Why We Need Women in Data Science

Weakness of representation of women and girls and other marginalized groups in data and AI sciences, in parallel with the bias of data and algorithms due to the data gap between the sexes, is not only a case of social and economic justice but also an issue of diversity. The weakness of representation leads to embedded and amplified bias in innovative technologies which creates dangerous corrective feedback. A series of research documents the fact that AI and machine learning systems may show biases, while AI systems increasingly make news headlines due to their biased results.

Increasing women’s participation and fixing the structural discrimination is necessary for ensuring women’s right to incorporate their points of view and priorities in analytics developed by data scientists, the AI systems they build, and the research agenda they set.

The diversity of work teams decreases AI systems prediction errors, related to race and gender, which will also improve work quality.

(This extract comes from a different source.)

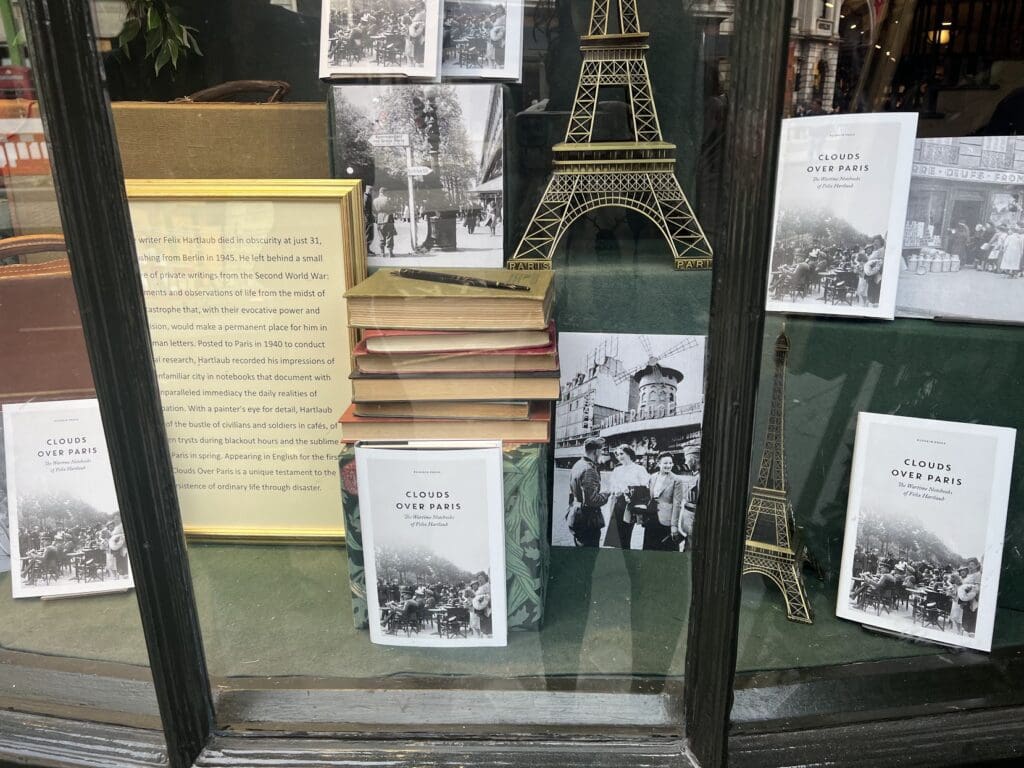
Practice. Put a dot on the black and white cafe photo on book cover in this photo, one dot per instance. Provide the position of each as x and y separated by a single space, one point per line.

Additionally work team diversity helps increase innovation return, as people of different backgrounds and experiences deal with issues in different ways and reach various solutions, which increases the possibility that one of them is financially successful.

How the Data Gap Can Be Closed

There are major steps that should be taken to remedy the weakness of women’s participation in data sciences. Policymakers should first seek to ensure that women and girls obtain basic skills required for being involved in digital technology, like knowledge of reading, writing, and arithmetic.

Women can also -through obtaining required digital skills- get high-paying jobs of those offered by the digital economy, including jobs as data analysts and scientists, AI specialists, and software and machine learning developers. The access of women to such skills, especially in low- and middle-income countries, is a solution to their loss of traditional jobs because of automation, where replacing workers in such jobs with machines and algorithms is increasing. For example, 42% of jobs in Ghana are threatened by automation, compared to 6% in South Korea.

Many initiatives have worked on providing women with the digital skills required to get these jobs, and increasing their participation in data science and AI fields, of these:

  • Stanford University’s Women in Data Science (WiDS): an initiative by Stanford University. It has reached more than 100,000 women working or interested in data sciences, all over the world. The initiative hosts a “Data Marathon” where the participants’ digital skills related to data are improved. The initiative also offers a series of podcasts hosting pioneers of data science and encourages high school female students to join jobs in data science, AI, and related fields after graduation.
  • In Bangladesh, Robi Axiata supports a governmental initiative for training women and girls in rural areas on basic digital skills through providing access to the Internet, laptops, and specialized programs. This initiative has reached more than 63,000 women and girls and aims to reach 166,000 others by the end of 2022.
  •  Technology Enabled Girl Ambassadors: A research application on mobile phones. It offers training for teenage girls in Nigeria, Malawi, Tanzania, Rwanda, India, and Bangladesh on making interviews and collecting data from people in their neighborhoods.
  • Tanzania Data Lab has formed a partnership with Dar Aslam University in Tanzania to launch the first master’s program in data sciences in eastern Africa. The three first groups of participant data scientists have included female experts in Blockchains and AI.
  • Data Collaboratives for Local Impact (DCLI) in collaboration with Tanzania Data Lab, Vodacom, and UNICEF  has contributed to increasing women and girls’ participation in data literacy through organizing programming and data visualization camps in Tanzania.
  • In Cote d’Ivoire, DCLI has financed the Des Chriffres et des Jeunes project for training young men and women on data science through a fellowship it launched for empowering women and closing the data gap between the sexes.